The Center for American Progress says that in the United States, a person is shot by a firearm roughly every 15 minutes. While many of the injuries and deaths that contribute to that statistic come from mass shootings like the ones mentioned above, 60% of them come from suicides, according to Everytown.
These gruesome situations are the result of poorly written legislation in a variety of areas, as well as the tight grip of the gun lobby on our nation’s politicians. Steps must be taken to end this terrible crisis that has plagued our nation for decades.
The first rational step to take is to institute background checks for every single gun buyer at every single gun sale, as well as make sure that every seller is federally licensed. Since 1994, federal background checks at gun sales have stopped over 3 million people from getting a gun. Unfortunately, these checks are not universal, and unlicensed owners at gun shows, online platforms, and pawn shops take advantage of this, selling firearms to minors and potential felons without any second thoughts. That is terrifying and unacceptable.
One Google Search from me yielded numerous results for websites with sellers eager to get guns off their hands. I am willing to bet that a significant number of them would sell me a weapon instantly without asking anything of my past background. This needs to stop.

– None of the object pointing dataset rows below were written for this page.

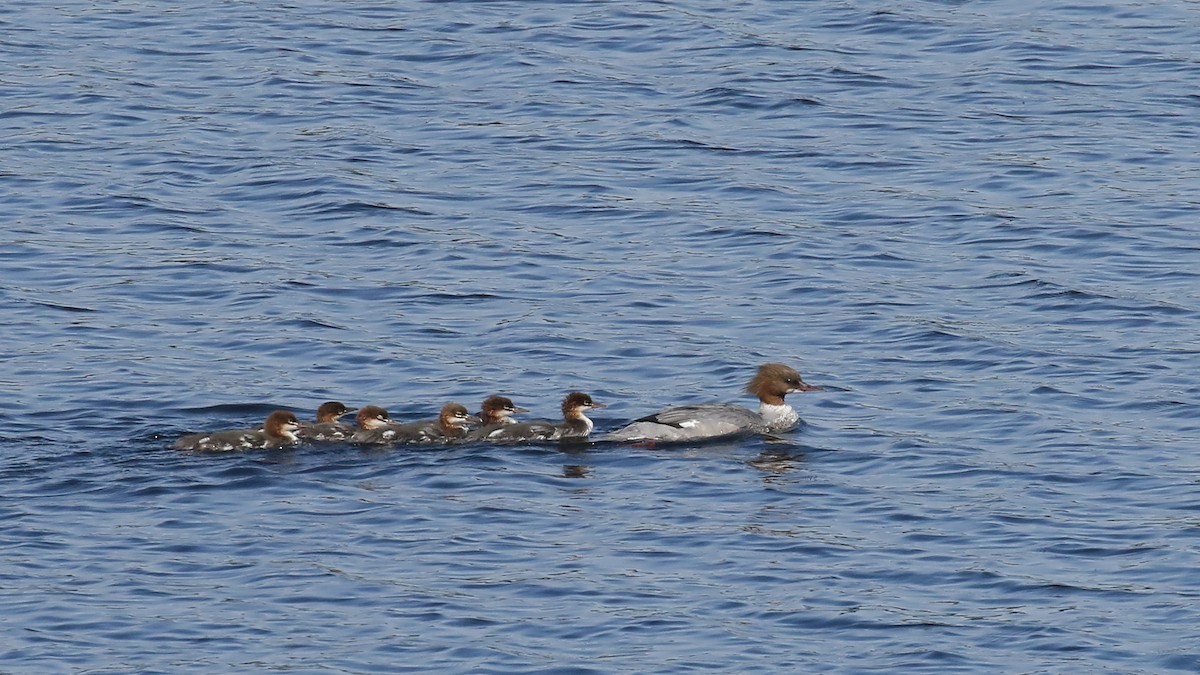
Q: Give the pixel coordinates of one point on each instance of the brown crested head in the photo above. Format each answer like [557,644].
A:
[280,423]
[372,417]
[775,381]
[576,402]
[330,411]
[496,408]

If background checks were made universal, many lives would have the potential to be saved. In fact, the implementation of just this one provision would likely pass very quickly. According to a Quinnipiac University poll, 90% of surveyed gun owners support universal background checks and licensing.

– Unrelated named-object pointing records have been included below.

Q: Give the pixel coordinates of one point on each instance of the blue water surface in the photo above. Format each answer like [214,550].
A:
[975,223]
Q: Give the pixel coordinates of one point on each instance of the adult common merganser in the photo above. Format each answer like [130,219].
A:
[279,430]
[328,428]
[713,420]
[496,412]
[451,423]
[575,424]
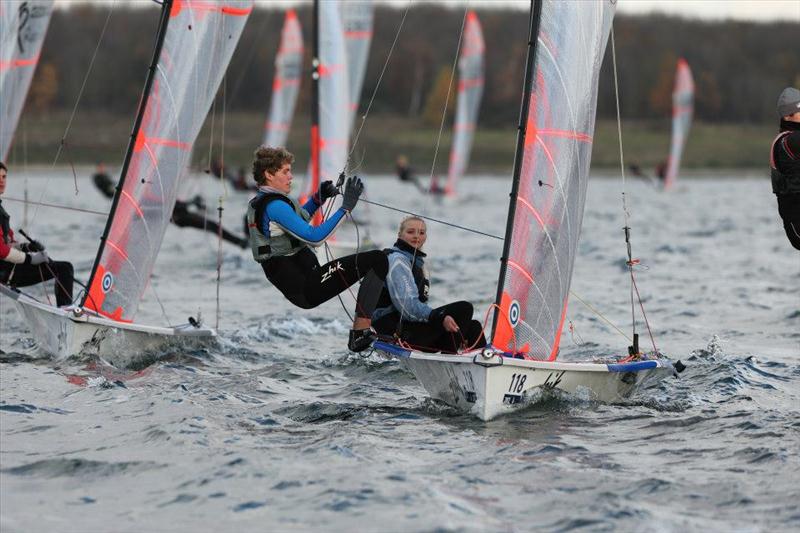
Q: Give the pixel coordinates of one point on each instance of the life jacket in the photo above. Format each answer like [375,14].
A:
[266,246]
[788,181]
[420,280]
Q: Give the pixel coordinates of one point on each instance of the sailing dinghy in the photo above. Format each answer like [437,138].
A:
[553,147]
[194,44]
[682,111]
[23,25]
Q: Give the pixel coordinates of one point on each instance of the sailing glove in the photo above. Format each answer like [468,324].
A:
[353,189]
[36,258]
[326,190]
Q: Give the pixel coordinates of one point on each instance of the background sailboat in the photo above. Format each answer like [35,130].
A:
[194,45]
[23,25]
[286,83]
[682,112]
[544,219]
[470,92]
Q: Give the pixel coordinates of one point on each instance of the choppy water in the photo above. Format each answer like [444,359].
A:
[278,427]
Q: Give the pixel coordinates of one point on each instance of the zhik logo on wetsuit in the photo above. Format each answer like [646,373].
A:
[331,269]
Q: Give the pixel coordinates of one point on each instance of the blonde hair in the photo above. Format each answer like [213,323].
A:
[405,221]
[270,160]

Why? Because it is common sense. Dangerous people should not have access to guns, and it is only those individuals who understand the responsibility of wielding such a weapon that should be allowed to use them.
The United States can learn a lot about curbing gun violence from a country like Japan, whose pacifist values have governed its domestic and international politics since World War II. At a minimum, gun owners in Japan must attend a class, pass a written test, get a mental health screening, and receive a background check. The class and written test must be retaken every three years for owners to continue to use their firearms. Imagine how many more lives could be saved if the United States enacted policies similar to these in addition to universal screenings.
In addition to keeping guns out of the hands of people who seek to do harm to others, we must especially focus on those who wish to harm themselves. The suicide rate in the United States compared to other developed nations is roughly 10 times higher. Furthermore, having access to a gun triples the risk of suicide, thus emphasizing the importance of helping people who are at risk by keeping guns out of their hands.
Investing in mental health services, screenings, and raising the age of gun ownership to 21 and above can do a lot to decrease this often-overlooked statistic of gun violence.
The gun violence crisis is the symptom of a terrible disease that is the current system which exists today. Loopholes and vague legislation have to be rewritten and properly enforced to bring down the death count. To ensure a safe America for all of its citizens, it is imperative that those who are at risk do not have the means to put others in harm’s way. Only then will America have recovered from this illness that is the gun violence epidemic.